Extraña princesa, Gwenn.

Eran ya las primeras horas de la madrugada cuando el capitán les permitió hacer un descanso.

—Los hemos dejado atrás —afirmó—. Por una vez, hemos sido más rápidos que los sajones. Pongamos rumbo a la costa, y que el viento trabaje por nosotros, al menos durante un rato.

Los hombres comenzaron a relajarse y a intercambiar bromas entre ellos. La huida de los sajones en plena noche había instalado una curiosa camaradería entre los marineros del barco contrabandista y los guardias reales. A pesar del agotamiento, nadie tenía prisa por irse a dormir. Se abrieron un par de barriles de licor de caña de las islas, y los hombres sacaron de sus petates sus cuencos de barro para llenarlos.

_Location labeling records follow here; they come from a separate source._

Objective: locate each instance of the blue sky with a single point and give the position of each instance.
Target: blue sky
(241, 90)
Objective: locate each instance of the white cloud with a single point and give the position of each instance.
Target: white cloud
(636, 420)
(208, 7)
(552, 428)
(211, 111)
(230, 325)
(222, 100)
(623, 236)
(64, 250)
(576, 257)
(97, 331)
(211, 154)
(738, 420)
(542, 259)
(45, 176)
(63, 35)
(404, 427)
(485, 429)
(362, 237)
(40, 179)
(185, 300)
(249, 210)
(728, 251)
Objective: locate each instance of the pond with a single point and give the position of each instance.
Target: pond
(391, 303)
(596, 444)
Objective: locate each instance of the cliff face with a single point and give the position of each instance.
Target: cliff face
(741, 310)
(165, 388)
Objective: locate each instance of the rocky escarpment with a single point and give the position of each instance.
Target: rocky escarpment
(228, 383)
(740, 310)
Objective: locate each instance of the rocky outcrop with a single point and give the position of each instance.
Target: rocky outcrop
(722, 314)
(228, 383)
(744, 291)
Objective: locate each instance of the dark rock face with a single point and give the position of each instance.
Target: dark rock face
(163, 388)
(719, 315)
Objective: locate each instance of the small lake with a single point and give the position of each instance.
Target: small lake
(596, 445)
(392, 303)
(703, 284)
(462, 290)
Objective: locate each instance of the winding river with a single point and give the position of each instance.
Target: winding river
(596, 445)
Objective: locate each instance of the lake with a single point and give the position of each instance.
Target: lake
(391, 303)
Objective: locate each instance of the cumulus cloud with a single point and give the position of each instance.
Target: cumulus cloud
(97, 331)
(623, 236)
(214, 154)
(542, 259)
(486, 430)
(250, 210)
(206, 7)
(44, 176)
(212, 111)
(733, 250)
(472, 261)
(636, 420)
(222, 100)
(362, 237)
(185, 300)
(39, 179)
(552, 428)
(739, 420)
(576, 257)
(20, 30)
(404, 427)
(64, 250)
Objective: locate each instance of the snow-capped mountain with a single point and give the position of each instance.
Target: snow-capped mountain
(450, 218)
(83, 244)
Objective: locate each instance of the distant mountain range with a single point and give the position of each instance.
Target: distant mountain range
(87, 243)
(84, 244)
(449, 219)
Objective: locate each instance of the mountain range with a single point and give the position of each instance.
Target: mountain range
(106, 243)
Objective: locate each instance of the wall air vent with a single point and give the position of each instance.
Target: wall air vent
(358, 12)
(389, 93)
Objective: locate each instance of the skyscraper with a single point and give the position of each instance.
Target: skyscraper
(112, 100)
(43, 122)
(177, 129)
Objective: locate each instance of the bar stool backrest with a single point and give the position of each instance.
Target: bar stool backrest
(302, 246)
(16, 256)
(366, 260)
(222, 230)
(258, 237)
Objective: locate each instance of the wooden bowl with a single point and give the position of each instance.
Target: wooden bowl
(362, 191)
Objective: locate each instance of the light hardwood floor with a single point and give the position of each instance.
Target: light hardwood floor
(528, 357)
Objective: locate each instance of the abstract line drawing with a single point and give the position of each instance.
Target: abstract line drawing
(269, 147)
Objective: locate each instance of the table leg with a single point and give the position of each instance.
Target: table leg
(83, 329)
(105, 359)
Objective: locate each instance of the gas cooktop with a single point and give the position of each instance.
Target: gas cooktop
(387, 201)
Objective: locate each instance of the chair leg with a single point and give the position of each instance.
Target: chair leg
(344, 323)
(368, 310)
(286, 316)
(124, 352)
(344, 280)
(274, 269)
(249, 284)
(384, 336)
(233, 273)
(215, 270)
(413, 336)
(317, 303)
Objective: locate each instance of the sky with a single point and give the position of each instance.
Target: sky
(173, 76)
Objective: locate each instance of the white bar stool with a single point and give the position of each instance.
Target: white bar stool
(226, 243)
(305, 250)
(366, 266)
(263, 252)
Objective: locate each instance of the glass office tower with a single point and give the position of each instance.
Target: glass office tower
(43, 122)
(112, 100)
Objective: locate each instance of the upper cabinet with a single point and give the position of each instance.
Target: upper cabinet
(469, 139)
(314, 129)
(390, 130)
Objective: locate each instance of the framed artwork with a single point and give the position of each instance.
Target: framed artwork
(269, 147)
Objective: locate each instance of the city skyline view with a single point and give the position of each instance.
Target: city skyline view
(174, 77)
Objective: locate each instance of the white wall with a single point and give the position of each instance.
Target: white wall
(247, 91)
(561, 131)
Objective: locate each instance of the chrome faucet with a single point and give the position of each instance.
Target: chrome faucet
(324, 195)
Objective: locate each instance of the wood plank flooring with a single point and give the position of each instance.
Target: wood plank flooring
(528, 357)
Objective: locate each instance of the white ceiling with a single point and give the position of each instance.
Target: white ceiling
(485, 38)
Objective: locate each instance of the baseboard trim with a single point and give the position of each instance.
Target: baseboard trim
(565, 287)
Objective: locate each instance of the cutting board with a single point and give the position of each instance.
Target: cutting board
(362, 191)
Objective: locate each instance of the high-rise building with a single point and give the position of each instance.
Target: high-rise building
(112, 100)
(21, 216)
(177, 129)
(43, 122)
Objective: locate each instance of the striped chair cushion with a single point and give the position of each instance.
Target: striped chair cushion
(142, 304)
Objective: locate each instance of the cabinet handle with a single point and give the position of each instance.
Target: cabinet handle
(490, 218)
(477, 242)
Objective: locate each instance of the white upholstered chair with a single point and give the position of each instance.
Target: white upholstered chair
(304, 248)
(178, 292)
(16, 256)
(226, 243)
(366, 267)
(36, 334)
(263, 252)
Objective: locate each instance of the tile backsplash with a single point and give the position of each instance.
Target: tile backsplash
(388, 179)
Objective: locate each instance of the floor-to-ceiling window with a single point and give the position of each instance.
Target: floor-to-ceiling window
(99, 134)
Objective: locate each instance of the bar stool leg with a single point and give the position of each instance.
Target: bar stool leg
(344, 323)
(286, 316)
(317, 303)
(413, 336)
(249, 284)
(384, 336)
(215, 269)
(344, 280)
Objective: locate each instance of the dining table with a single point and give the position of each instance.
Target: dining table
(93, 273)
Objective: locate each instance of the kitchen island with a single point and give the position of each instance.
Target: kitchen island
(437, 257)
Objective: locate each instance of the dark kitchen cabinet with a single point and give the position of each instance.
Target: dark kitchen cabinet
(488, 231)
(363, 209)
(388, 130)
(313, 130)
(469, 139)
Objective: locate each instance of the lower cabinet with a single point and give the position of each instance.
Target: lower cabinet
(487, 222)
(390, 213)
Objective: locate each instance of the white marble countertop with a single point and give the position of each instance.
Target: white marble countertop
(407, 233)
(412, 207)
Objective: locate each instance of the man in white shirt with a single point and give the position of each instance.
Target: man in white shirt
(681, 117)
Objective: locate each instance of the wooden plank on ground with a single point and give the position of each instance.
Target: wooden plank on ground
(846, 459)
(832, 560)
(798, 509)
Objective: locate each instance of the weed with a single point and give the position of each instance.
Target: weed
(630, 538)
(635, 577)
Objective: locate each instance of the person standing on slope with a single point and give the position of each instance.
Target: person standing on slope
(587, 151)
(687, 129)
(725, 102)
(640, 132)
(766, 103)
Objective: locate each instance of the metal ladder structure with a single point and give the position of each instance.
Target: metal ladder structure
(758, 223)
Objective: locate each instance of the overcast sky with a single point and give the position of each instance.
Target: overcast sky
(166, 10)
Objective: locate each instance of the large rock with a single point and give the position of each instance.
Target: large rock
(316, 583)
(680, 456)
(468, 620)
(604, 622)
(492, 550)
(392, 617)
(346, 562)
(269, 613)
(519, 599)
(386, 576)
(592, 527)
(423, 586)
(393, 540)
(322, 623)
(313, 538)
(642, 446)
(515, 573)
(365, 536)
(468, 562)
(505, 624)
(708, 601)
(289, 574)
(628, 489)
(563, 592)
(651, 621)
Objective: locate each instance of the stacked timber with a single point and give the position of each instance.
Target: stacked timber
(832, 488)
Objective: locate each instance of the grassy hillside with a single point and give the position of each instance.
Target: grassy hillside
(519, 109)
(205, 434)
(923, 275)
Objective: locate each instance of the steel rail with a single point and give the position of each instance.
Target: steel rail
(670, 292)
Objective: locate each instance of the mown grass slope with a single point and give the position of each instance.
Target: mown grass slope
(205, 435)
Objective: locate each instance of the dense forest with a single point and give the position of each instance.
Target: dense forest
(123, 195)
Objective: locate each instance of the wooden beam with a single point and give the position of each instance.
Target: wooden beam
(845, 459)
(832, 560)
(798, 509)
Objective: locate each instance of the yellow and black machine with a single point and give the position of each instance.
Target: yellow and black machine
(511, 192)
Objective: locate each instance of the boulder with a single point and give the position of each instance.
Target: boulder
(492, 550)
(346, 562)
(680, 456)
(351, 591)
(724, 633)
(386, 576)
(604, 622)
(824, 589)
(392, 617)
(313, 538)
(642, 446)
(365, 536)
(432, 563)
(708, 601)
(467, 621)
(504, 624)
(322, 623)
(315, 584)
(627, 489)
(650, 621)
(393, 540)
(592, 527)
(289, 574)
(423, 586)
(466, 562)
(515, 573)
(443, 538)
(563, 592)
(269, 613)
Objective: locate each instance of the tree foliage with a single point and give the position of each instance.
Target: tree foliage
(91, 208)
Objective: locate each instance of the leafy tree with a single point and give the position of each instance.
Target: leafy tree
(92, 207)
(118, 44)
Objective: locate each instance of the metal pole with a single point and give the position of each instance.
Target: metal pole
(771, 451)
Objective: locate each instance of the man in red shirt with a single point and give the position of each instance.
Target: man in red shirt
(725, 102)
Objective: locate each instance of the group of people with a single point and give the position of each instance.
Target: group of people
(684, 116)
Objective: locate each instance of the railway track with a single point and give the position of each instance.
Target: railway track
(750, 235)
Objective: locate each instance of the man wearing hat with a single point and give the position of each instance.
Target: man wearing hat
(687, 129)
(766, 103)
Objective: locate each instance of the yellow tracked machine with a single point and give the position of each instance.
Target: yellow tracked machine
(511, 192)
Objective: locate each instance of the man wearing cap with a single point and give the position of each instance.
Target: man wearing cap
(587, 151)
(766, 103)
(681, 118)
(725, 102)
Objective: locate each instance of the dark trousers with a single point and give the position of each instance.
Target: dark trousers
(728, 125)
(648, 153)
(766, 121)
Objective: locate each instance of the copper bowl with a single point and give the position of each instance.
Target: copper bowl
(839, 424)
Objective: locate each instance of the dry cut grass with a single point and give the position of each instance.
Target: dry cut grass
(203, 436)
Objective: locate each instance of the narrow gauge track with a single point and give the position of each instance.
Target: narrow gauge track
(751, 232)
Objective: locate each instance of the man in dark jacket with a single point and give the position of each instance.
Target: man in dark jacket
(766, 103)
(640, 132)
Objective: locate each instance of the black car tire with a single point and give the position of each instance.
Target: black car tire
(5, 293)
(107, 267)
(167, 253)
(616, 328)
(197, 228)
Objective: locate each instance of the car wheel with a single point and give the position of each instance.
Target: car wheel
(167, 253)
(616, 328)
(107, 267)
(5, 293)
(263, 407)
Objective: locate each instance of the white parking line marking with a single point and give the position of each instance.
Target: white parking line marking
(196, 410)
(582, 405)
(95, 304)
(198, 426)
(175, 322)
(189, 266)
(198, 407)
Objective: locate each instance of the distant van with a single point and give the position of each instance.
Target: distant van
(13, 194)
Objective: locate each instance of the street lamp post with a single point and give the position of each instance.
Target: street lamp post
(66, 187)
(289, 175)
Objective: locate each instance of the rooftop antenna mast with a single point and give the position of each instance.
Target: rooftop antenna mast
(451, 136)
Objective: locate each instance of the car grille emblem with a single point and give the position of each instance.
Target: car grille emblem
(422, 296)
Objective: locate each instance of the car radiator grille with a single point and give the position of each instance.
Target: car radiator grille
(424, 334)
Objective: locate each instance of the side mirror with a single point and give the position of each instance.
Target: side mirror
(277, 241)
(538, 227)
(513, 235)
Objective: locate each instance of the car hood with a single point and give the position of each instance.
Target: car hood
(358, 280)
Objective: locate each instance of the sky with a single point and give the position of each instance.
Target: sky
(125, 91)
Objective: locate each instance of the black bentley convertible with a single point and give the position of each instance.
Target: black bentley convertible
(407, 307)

Fue entonces cuando alguien divisó de nuevo el mascarón en forma de dragón de uno de los barcos sajones recortándose contra el cielo. Se encontraba lejos todavía, pero los bárbaros habían colgado un candil encendido de las fauces del monstruo, y habían adornado sus cuernos con antorchas. Los hombres comenzaron a murmurar, intranquilos.

—¿Por qué hacen eso? —preguntó Gawain.

Tristán meneó la cabeza, contrariado.

—No lo sé; por alguna razón, quieren que sepamos que están ahí. Está claro que tienen un buen piloto, probablemente de Cornualles. Si no, no habrían podido localizarnos.

—Han tenido suerte, eso es todo. —El tono de Gawain no transmitía excesiva convicción.

—No, no es suerte. Está claro que van a por todas. Esos dos barcos son los mejores de su flota. Son enormes, anormalmente rápidos. Yo diría que son las embarcaciones de un rey. Y no creo que las envíen a navegar por ahí sin un propósito.

—Vienen a por nosotros —dijo Arturo en voz baja.

Tristán lo miró un momento antes de contestar.

—Sí, vienen a por nosotros, está claro.

—¿Y qué vamos a hacer? Ya no nos queda nada que tirar por la borda, como no sea el vino y a algunos hombres —gruñó Gawain, mirando a su alrededor en busca de objetos que arrojar al mar.

Una sonrisa más parecida a una mueca irónica que a un gesto de alegría transformó el rostro áspero de Tristán.

—No vamos a poder ganarles por velocidad, es evidente. Así que tendremos que superarlos en astucia. De momento, mantendremos el rumbo y dejaremos que el viento nos impulse.

—¿Y así pensáis escapar de ellos? —Gawain escupió su irritación sobre las tablas de la cubierta—. Estáis loco.

—Fijaos en la línea de la costa. Si aguzáis la vista, ya puede distinguirse desde aquí. ¿Veis esa roca que sobresale? Es el promontorio de Hércules. En las noches sin luna, los aldeanos apagan el faro del acantilado con la esperanza de saquear algún incauto mercante que se acerque demasiado a la costa y embarranque en los bajíos. Conozco la zona, y las naves sajonas tienen más calado que la nuestra. Con un poco de suerte podremos hacerlos encallar en las rocas.